日本政府、中国による自民・古屋圭司氏への制裁措置の撤回を要求
要約
中国外務省が自民党の古屋圭司衆院議員に制裁を科したことを受け、日本政府は外交ルートを通じて撤回を申し入れた。
中国日中関係自民党
官房副長官が記者会見で明らかに
日本政府は30日、中国外務省が自民党の古屋圭司衆院議員に対して制裁措置を科すと発表したことを受け、外交ルートを通じて中国側に措置の撤回を申し入れた。
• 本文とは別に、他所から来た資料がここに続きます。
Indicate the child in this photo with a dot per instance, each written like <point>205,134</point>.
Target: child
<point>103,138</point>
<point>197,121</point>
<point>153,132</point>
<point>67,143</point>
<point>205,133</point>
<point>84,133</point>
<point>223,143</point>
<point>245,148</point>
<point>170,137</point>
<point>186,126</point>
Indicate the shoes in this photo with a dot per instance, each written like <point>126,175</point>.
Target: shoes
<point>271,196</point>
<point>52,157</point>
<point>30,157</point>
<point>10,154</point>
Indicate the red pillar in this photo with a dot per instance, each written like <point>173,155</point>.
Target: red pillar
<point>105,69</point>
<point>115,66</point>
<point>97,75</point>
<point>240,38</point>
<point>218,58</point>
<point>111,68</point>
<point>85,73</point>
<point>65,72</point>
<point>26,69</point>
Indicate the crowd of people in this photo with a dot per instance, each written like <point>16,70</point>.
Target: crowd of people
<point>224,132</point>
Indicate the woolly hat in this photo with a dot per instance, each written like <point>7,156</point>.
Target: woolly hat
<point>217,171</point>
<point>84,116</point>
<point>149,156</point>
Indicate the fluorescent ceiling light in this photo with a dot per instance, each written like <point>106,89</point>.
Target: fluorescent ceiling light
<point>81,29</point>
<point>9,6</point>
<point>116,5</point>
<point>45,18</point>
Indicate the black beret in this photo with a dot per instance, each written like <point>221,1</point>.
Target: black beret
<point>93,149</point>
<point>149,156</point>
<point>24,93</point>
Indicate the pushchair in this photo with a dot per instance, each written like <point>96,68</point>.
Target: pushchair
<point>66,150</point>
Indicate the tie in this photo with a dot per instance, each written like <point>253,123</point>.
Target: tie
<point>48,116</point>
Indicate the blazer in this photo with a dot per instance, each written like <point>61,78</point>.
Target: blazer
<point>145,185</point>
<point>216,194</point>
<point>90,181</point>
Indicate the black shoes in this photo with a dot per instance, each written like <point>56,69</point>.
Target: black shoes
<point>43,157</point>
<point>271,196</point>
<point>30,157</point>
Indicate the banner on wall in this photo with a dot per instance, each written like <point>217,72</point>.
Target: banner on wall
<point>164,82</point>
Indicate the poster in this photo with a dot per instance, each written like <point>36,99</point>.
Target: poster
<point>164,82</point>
尾崎正直官房副長官が同日の記者会見で明らかにした。
日本政府は速やかな撤回を求めている。中国外務省は同日、古屋氏への制裁措置を発表していた。
古屋氏の背景と制裁の文脈
古屋圭司氏は衆院議員13期目のベテランで、高市早苗首相の側近として位置づけられている。超党派議員連盟「日華議員懇談会」の会長を務めており、台湾との関係構築に積極的に取り組んできた。過去には国家公安委員会委員長や内閣府特命担当大臣(防災)などの要職を歴任している。
制裁措置の具体的な内容や、中国側が制裁に踏み切った理由についての詳細は現時点で明らかになっていない。
日中間で続く摩擦
中国は「反外国制裁法」に基づき、中国の主権や利益を損なうと判断した外国の個人に対して制裁を科しており、親台湾派の日本国会議員を対象にした制裁は段階的に実施されている。2025年9月には日本維新の会の石平参院議員にも同様の制裁が科された前例がある。
日中関係は複数の懸案を抱えている。2026年3月24日には陸上自衛隊員による中国大使館侵入事件が発生し、中国側が強く反発した。また、2026年1月には中国が対日軍事転用品の輸出規制を強化するなど、経済面でも摩擦が広がっている。高市政権が掲げる台湾重視の外交姿勢が、対中関係をさらに難しくしている状況だ。
日本政府が今後どのような対応方針を示すのか、また中国側が撤回要求にどう応じるのか、引き続き注視される。